Sales during the quarter rose to €6,138 million ($6,935 million) in the first quarter from €6,085 million ($6,875 million), 0.8% on a like-for-like basis. Ms. Cabanis said the weak sales growth was due to changes Danone made to its product portfolio during the quarter, most notably the discontinuation of noncore operations in its Premium Dairy business unit in North America.
“This result reflects continued solid execution against our priorities, and it leads me to fully confirm our full-year guidance of around 3% like-for-like sales growth and at least 15% of recurring operating margin,” she said.
In Danone’s largest business unit, Essential Dairy & Plant Based (E.D.P.), sales rose 0.2% to €3,926 million.
“We expect E.D.P. growth to rebound in the second quarter at more than 2%,” Ms. Cabanis said. “In an environment where competition is increasing, we remain disciplined on our positive growth strategy. We continue to pursue value growth. This was highlighted in Q1 by targeted price increases, investments in more profitable smaller format and portfolio optimization, notably with Premium Dairy, where we discontinued noncore s.k.u.s (stock-keeping units) representing 10% of this business.
“The U.S. category remains under pressure. We are outperforming the category thanks to our investment in pockets of growth. This includes plant-based yogurt continuing to grow double digit. It includes also probiotics with our Activia Dailies that is continuing to post the highest velocities amongst all innovation in the yogurt space, and it also includes low-sugar yogurt.”
In Europe, the company is making investments in the introduction of organic items, probiotic shots, plant-based varieties and products conducive to being consumed on the go. The introduction of Activia Mix & Go is expanding the product line into a new moment of consumption, Ms. Cabanis said.
In Specialized Nutrition, sales rose 0.4% during the first quarter to €1,828 million. The business unit lapped several difficult quarter-to-quarter comparisons, most notably in China, where sales of Early Life Nutrition product sales fell when compared to the first quarter of 2018 when the company saw 50% sales growth.
The Waters business saw sales rise 4% to €1,002 million.

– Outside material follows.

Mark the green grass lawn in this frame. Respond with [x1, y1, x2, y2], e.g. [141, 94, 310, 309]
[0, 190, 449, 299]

In the United States, the Evian brand delivered strong growth as a result of expanded distribution and market share gains in convenience stores.
“Looking forward to the remainder of the year, I’d like to reiterate my strong confidence that sales growth and margin are set to strengthen through the year, and it’s explained by the following topics,” Ms. Cabanis said. “The first one is the base of comparison that will mechanically be more favorable starting from Q2, with the lapping of boycott in Morocco at the end of April and even more from Q3 as the comps for Early Life Nutrition China ease.
“Second, we continue to progress well on our agenda of strengthening our profitable growth model, building on portfolio valorization through pricing, mix and innovation as demonstrated again in Q1.”